Wednesday, October 3, 2007

The Mom on the Move again!

Well, today my son asked if I could go stay with my other son and daughter-in law. It seems as though they are doing a great deal of fighting. I guess things would be better for them if I am out of the way and give them space. It kind of sucks cuz I just got to where I knew where everything is i.e. store, pharmacy, drs office. It would be a real drag if I didn't like where I am going. My other son and Lex get along real well and there is no tension at their house. I also get to spend time with my granddaughter so that also makes it sweet. I really enjoy myself at my second son and Lex's house. I have enjoyed myself at Perfect and Sadie Grey's house but there are way too many instances of tension and fighting that make it very uncomfortable to be there. Perfect is way easy to get along with. I think he is a little upset with me because of the way I acted in our last fight. I apologized for that twice but I don't think it sank in. I hate to see anybody fight and I know that they love each other but it is going to be destroyed if the fighting doesn't stop soon. I know when there is fighting going on it is not one sided.
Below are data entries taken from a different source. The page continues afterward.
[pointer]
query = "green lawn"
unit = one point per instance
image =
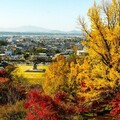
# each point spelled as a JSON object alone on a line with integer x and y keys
{"x": 32, "y": 77}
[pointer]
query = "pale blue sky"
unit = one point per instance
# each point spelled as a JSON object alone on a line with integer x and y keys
{"x": 51, "y": 14}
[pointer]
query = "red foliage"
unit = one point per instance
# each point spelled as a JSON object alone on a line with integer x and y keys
{"x": 40, "y": 106}
{"x": 2, "y": 72}
{"x": 116, "y": 106}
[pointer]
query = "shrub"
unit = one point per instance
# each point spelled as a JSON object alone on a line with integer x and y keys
{"x": 13, "y": 112}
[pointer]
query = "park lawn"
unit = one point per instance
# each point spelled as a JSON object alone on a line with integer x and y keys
{"x": 31, "y": 77}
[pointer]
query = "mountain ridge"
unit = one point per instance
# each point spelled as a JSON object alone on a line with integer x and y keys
{"x": 35, "y": 29}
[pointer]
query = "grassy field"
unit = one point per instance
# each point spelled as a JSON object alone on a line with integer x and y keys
{"x": 31, "y": 77}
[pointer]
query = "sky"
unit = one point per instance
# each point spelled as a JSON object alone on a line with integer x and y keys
{"x": 50, "y": 14}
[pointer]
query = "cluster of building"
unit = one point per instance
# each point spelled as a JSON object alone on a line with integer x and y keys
{"x": 43, "y": 48}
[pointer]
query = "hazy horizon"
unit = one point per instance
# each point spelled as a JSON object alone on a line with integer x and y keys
{"x": 49, "y": 14}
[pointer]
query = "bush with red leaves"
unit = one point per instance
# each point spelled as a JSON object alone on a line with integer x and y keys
{"x": 116, "y": 106}
{"x": 42, "y": 106}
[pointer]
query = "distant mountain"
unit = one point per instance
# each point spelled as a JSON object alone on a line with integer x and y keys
{"x": 34, "y": 29}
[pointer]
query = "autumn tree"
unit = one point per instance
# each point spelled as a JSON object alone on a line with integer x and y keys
{"x": 103, "y": 43}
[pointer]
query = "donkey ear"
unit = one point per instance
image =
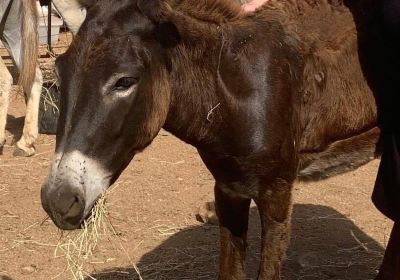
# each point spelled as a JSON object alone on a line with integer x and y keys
{"x": 167, "y": 34}
{"x": 166, "y": 31}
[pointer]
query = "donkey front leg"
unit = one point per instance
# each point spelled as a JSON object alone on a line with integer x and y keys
{"x": 25, "y": 146}
{"x": 233, "y": 215}
{"x": 5, "y": 88}
{"x": 275, "y": 207}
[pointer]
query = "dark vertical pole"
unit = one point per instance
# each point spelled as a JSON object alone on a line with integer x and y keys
{"x": 49, "y": 27}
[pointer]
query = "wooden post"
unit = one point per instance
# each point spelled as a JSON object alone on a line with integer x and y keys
{"x": 49, "y": 28}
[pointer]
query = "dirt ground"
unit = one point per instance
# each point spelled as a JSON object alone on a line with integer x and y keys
{"x": 337, "y": 233}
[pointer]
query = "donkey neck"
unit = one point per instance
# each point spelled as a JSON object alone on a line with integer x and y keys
{"x": 196, "y": 103}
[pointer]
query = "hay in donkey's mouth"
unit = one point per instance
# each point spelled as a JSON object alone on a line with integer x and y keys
{"x": 78, "y": 248}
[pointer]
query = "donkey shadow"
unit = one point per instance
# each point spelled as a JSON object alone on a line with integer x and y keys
{"x": 325, "y": 245}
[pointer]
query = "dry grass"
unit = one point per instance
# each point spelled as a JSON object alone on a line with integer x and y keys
{"x": 78, "y": 249}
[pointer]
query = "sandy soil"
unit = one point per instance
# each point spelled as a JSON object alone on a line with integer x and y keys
{"x": 337, "y": 233}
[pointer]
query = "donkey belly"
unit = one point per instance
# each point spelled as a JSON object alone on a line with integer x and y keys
{"x": 338, "y": 115}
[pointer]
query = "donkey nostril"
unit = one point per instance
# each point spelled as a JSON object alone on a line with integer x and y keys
{"x": 75, "y": 212}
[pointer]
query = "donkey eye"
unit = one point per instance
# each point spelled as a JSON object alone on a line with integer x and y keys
{"x": 125, "y": 83}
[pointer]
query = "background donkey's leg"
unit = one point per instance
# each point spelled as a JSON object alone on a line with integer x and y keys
{"x": 5, "y": 88}
{"x": 275, "y": 207}
{"x": 25, "y": 146}
{"x": 13, "y": 42}
{"x": 233, "y": 215}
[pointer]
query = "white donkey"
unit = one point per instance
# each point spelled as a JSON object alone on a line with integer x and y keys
{"x": 18, "y": 32}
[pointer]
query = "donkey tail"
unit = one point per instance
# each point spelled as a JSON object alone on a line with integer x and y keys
{"x": 29, "y": 45}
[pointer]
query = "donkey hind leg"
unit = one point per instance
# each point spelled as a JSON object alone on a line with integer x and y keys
{"x": 5, "y": 88}
{"x": 275, "y": 208}
{"x": 233, "y": 215}
{"x": 25, "y": 146}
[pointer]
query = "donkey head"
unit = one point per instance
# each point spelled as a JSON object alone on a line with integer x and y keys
{"x": 115, "y": 96}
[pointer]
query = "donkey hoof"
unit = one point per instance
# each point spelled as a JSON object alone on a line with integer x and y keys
{"x": 206, "y": 214}
{"x": 18, "y": 152}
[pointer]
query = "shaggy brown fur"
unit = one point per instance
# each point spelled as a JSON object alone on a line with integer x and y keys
{"x": 265, "y": 98}
{"x": 30, "y": 44}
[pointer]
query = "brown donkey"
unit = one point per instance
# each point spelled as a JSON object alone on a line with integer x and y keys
{"x": 265, "y": 98}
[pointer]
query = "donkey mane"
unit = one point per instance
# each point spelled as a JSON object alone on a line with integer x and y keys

Both people seem intent on making their point, but I wonder at what costs. I love both of my sons and both of my daughter-in-laws and I hope by leaving for a while that they will come to some kind of mutual agreement and stop the fighting. It only creates hurt and long lasting resentments when two people are fighting. I certainly don't want to be the cause of any of their problems but I feel like sometimes it would be better if I were gone. I really had high hopes when I moved down here in August that we could be like one big happy family. Apparently that's not the way it's going to be and that makes me sad. I am so grateful that I have some place to go right now and that that someplace is really comfortable for me to be there. Maybe it's only temporary. I know I saw Perfect very sad today and as his mom that really hurts me too. So maybe things will work out real soon and if I have to stay gone then so be it. That is what I will do to keep the peace and as long as I am welcome at my son and Lex's house.

1 comment:

Lex Fori said...

Hi there... Where you been? Are you on a blog strike or something?